In 2013, the testing and validation of the experimental system for measuring the impact of transport limitations on in vivo hepatic clearance and the experimental system for simultaneously measuring intestinal absorption and pre-hepatic metabolism will continue. In addition, the development of a rapid approach to characterize complex metabolism will begin. This research effort will make use of a liver bioreactor to produce metabolites in sufficient quantities to permit identification and kinetic characterization. QSAR methods will be used to predict candidate metabolites that can then be confirmed with the bioreactor. The goal is to reduce the time necessary to characterize the complex metabolism of a compound from months to days.

In 2014, the development of the liver bioreactor for characterizing complex metabolism will continue and validation of the system will be performed.

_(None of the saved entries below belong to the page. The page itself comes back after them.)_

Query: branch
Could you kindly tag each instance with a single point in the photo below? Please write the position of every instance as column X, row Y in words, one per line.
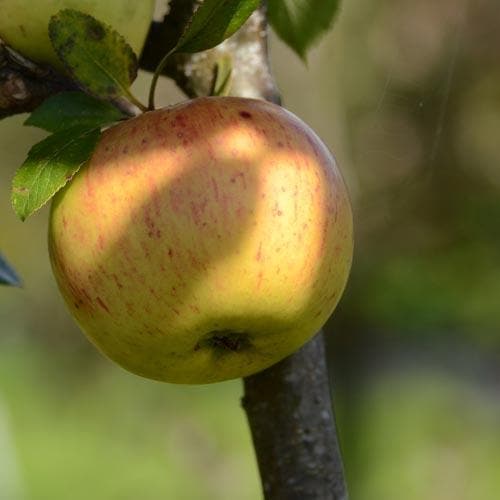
column 290, row 411
column 24, row 84
column 193, row 73
column 289, row 406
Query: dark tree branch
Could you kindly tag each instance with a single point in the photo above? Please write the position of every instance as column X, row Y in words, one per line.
column 289, row 408
column 194, row 73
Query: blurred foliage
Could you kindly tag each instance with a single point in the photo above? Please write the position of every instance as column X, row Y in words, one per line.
column 407, row 94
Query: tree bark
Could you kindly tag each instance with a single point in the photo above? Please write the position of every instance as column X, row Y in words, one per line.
column 290, row 411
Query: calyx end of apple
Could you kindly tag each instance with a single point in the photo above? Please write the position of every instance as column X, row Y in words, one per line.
column 225, row 341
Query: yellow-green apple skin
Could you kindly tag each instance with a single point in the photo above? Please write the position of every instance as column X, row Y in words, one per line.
column 24, row 23
column 205, row 241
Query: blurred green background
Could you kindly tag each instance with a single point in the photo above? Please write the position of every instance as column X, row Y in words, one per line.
column 407, row 95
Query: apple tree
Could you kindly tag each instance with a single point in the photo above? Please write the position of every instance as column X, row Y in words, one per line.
column 73, row 70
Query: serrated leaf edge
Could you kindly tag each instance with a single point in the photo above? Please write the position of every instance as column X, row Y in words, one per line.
column 23, row 215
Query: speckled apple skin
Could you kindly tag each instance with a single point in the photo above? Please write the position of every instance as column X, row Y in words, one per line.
column 220, row 218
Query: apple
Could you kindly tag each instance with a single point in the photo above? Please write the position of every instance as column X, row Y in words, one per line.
column 24, row 23
column 204, row 241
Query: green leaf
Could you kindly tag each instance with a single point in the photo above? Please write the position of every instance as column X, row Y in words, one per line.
column 68, row 109
column 7, row 274
column 95, row 55
column 299, row 23
column 222, row 76
column 49, row 166
column 213, row 22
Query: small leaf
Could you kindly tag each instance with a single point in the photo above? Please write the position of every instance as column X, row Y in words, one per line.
column 300, row 23
column 213, row 22
column 96, row 55
column 7, row 274
column 222, row 77
column 50, row 165
column 68, row 109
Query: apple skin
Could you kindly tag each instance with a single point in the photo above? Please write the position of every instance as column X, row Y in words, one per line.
column 24, row 24
column 204, row 241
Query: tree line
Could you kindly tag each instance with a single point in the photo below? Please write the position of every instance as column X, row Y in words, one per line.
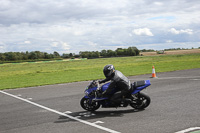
column 37, row 55
column 119, row 52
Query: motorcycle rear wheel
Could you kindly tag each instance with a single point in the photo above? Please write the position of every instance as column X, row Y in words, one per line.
column 142, row 102
column 89, row 105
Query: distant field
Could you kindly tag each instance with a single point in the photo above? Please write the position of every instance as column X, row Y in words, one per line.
column 173, row 52
column 36, row 74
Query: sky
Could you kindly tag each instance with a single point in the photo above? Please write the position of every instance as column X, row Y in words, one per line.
column 71, row 26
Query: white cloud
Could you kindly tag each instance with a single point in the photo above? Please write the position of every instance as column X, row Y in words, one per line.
column 143, row 32
column 186, row 31
column 77, row 25
column 92, row 44
column 169, row 41
column 27, row 42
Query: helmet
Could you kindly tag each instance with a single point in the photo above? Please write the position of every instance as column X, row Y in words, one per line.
column 108, row 70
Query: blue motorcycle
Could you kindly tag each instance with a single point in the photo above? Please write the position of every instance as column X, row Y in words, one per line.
column 92, row 102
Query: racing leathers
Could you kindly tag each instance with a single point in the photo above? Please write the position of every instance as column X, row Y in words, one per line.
column 119, row 82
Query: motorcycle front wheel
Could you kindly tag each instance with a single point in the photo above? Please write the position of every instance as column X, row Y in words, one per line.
column 141, row 102
column 89, row 105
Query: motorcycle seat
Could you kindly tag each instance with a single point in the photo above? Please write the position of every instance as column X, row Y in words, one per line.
column 138, row 83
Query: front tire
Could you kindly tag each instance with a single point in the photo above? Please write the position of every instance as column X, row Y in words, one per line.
column 89, row 105
column 141, row 102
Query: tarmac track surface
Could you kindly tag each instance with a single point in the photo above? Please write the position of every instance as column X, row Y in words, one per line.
column 175, row 107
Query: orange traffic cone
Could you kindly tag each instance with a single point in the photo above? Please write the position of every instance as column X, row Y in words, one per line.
column 153, row 72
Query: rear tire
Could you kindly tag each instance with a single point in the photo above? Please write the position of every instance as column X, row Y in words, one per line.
column 88, row 105
column 142, row 102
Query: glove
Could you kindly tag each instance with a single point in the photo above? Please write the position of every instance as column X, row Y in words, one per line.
column 99, row 95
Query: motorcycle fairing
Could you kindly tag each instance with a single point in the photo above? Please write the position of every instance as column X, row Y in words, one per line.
column 137, row 89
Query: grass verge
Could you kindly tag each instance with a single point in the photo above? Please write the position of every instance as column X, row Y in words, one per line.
column 37, row 74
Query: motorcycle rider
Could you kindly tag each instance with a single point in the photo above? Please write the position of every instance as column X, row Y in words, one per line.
column 119, row 82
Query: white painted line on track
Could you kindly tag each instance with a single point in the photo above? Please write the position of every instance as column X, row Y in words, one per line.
column 63, row 114
column 188, row 130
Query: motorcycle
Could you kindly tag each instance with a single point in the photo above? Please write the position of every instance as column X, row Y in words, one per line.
column 138, row 100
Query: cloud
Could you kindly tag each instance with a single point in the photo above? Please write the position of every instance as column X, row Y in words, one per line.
column 186, row 31
column 80, row 25
column 143, row 32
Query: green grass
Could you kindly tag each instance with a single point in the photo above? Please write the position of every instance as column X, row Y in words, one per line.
column 36, row 74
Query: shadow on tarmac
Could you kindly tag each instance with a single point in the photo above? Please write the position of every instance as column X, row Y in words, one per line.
column 87, row 115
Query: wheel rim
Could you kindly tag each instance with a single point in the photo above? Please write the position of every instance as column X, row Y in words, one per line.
column 90, row 106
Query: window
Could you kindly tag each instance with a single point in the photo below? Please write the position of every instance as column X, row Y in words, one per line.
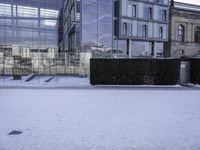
column 150, row 12
column 181, row 33
column 116, row 9
column 159, row 1
column 144, row 33
column 131, row 10
column 197, row 35
column 161, row 32
column 134, row 10
column 164, row 15
column 125, row 28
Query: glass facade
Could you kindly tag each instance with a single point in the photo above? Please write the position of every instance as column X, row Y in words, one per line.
column 30, row 23
column 97, row 26
column 115, row 28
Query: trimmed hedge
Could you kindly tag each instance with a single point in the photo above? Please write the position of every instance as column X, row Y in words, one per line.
column 134, row 71
column 195, row 70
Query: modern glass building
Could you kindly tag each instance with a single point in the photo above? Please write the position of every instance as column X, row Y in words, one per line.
column 115, row 28
column 30, row 23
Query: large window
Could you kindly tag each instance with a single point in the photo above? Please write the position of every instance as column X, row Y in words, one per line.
column 197, row 35
column 181, row 33
column 148, row 13
column 144, row 33
column 164, row 15
column 125, row 26
column 161, row 32
column 131, row 10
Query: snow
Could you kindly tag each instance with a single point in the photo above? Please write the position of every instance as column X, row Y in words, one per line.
column 100, row 119
column 39, row 81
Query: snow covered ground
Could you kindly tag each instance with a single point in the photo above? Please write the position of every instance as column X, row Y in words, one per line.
column 109, row 119
column 41, row 81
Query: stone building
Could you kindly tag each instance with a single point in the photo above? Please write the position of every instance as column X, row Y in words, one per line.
column 184, row 31
column 114, row 28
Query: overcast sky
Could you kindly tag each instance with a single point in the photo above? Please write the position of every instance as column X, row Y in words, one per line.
column 197, row 2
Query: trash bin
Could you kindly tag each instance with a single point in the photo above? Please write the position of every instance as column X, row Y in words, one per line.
column 185, row 72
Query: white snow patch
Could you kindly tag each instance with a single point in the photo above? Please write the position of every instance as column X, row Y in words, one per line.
column 100, row 119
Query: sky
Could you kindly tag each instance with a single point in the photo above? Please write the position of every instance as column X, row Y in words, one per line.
column 197, row 2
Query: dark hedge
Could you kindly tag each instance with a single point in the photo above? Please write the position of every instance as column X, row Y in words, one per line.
column 134, row 71
column 195, row 70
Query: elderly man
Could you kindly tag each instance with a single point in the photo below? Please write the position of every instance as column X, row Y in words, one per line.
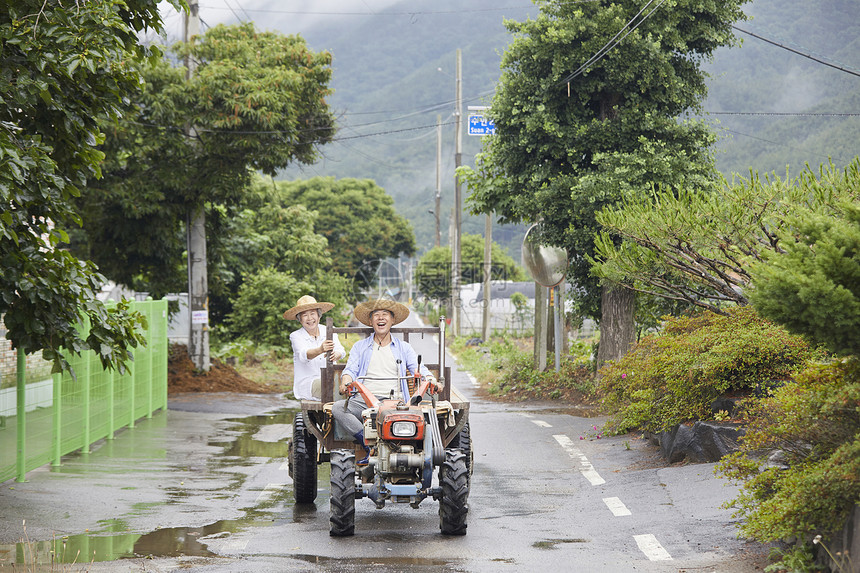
column 310, row 347
column 381, row 358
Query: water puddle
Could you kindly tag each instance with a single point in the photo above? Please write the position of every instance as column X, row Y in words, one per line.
column 257, row 439
column 552, row 543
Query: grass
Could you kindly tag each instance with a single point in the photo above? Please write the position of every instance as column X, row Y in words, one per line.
column 504, row 367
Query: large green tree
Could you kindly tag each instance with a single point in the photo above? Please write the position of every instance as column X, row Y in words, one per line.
column 256, row 102
column 433, row 272
column 788, row 245
column 588, row 109
column 64, row 68
column 811, row 282
column 358, row 219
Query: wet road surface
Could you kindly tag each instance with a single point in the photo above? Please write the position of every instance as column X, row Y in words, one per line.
column 204, row 487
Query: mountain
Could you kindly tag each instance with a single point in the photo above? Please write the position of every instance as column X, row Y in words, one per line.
column 793, row 96
column 772, row 107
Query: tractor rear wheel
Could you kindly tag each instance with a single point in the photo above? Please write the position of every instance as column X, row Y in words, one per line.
column 463, row 442
column 342, row 516
column 453, row 507
column 303, row 462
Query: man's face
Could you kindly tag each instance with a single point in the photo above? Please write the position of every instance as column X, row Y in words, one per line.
column 381, row 321
column 309, row 319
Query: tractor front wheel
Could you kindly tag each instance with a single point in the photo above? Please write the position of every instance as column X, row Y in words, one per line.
column 453, row 507
column 342, row 493
column 303, row 462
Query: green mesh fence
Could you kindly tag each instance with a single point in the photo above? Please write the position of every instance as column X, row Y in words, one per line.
column 59, row 414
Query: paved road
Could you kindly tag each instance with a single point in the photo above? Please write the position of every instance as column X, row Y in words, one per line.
column 204, row 487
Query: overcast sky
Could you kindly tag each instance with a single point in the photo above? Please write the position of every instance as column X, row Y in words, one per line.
column 286, row 16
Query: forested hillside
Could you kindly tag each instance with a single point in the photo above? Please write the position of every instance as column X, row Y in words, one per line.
column 773, row 107
column 807, row 100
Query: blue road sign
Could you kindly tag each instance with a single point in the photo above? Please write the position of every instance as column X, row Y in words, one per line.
column 481, row 125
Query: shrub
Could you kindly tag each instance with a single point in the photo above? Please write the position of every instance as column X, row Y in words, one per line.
column 815, row 423
column 674, row 376
column 263, row 297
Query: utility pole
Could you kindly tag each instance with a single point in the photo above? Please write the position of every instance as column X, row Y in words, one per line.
column 198, row 288
column 488, row 275
column 438, row 179
column 455, row 246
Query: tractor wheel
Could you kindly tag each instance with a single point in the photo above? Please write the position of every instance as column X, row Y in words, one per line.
column 303, row 462
column 454, row 479
column 463, row 442
column 342, row 493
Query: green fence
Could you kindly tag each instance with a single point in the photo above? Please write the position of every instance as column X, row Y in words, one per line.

Initial validation of bioreactor will be done with acetaminophen, all-trans retinoic acid, and DEHP.

Implications

There is increasing need for improved in vitro-based methods by regulatory agencies in relation to pursuing the National Research Council’s “Toxicity Testing in the 21st Century” recommendations as well as to adapt to new regulatory requirements associated with European Unioin’s REACH (Registration, Evaluation, Authorisation and Restriction of Chemical substances) legislation. One key piece is linking the bioactivity or pathway-perturbations observed in the in vitro models at specific nominal concentrations to concentrations of the chemical in the target tissue or blood in vivo. The proposed studies aim to apply PBPK modeling in conjunction with targeted in vitro biokinetic studies to quantitatively translate in vitro observations into equivalent in vivo dose metrics. The outcome of this research will provide a more in-depth characterization of pharmacokinetics for high-priority chemicals identified in ToxCast, a better understanding of the limitations and utility of high-throughput pharmacokinetic approaches, and methods that can be applied for product selection in internal industry labs.        

Keywords

in vitro-to-in vivo extrapolation (IVIVE), physiologically-based pharmacokinetic (PBPK) modeling, linkage of exposure to effect, quantitative interpretation

Project Start and End Dates

January 2010 – December 2014

Project ID

MTH1002-04

Peer-reviewed Publication(s)

None to date.

Other Publication(s)

The Hamner Institutes for Health Sciences. (2011). The Hamner Course on PBPK Modeling and Its Applications Course book. March 28 – April 1, 2011.

Yoon, M., Campbell, J., and Clewell, H. Value of information analysis on utilizing in vitro metabolism data and modeling for conducting IVIVE from in vitro toxicity assays. Toxicological Sciences. (In preparation).

Abstract Revision Date

January 2012

*This abstract was prepared by the principal investigator for the project.